I don’t do a whole lot of biographical scrolling these days. It’s been years since I’ve looked up an ex-girlfriend or classmate. The closest I’ve come is a couple years back when I spent a few winter nights in Google maps working to find the various houses of my youth.
That changed this Sunday. I was reading an appreciation for the legendary Eric B and Rakim album Paid in Full. As I read, I was reminded of how I came to know and love that album.
It was in the late summer/early fall of 1987, during my family’s year in California. There was a Sunday afternoon hip hop show on the Stanford student radio station, which I could just barely pick up from our suburb near Oakland. In fact, in order to record the show for re-listening, I had to use my stepdad’s 1970s radio and run a patch cord to my old-school cassette tape recorder. Thus, for the next week I would listen to a very hissy, low volume, MONO tape to review these new songs and artists. At some point, I heard an Eric B and Rakim song on that show, which led me to buy their album, and it became one of my favorites ever.

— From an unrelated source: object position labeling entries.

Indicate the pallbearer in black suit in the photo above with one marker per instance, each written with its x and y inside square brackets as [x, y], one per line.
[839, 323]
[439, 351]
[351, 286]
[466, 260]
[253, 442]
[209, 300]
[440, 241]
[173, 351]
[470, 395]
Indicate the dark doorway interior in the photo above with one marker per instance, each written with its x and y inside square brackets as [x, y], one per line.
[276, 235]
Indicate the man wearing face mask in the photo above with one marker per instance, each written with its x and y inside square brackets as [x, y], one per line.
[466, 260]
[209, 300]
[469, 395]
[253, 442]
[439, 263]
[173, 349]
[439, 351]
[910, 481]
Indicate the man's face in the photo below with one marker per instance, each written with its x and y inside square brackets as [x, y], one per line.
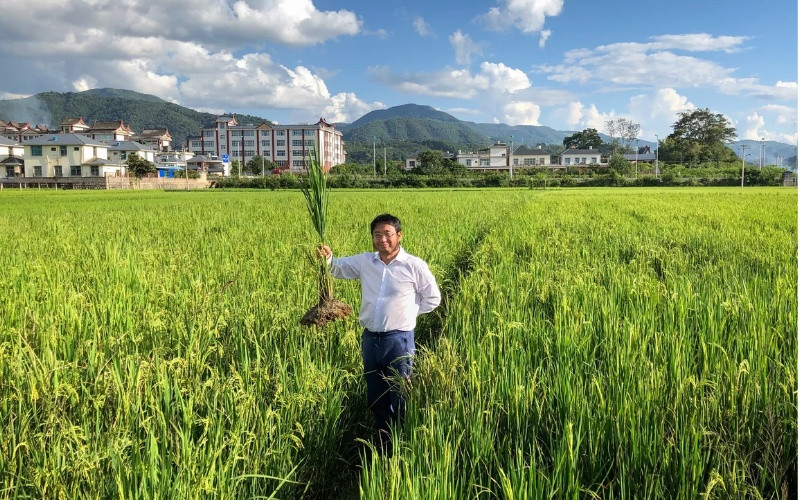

Along with that was the story of how a classmate borrowed my tape to make a copy and then kept forgetting to return it. Finally, during my final week at San Leandro High School, my friend got a delivery from the office. Moments later he handed me my tape.[1]
It had been a long, long time since I thought of my year at SLHS. In some ways that time was incredibly influential on the next few years of my life. In others, it was just a year that was a quick pause from how the other 48 years have gone. After returning to Kansas City, I tried to write letters to a few of the people I had befriended out there, but I don’t think any ever wrote me back. Once, while on a business trip to the Bay Area in the early 2000s, I was staying a couple exits away from my old neighborhood. After a dinner with clients, I made a quick cruise down the street we lived on. But by the time things like Facebook came on the scene, it was far too late to attempt to track anyone from those days down.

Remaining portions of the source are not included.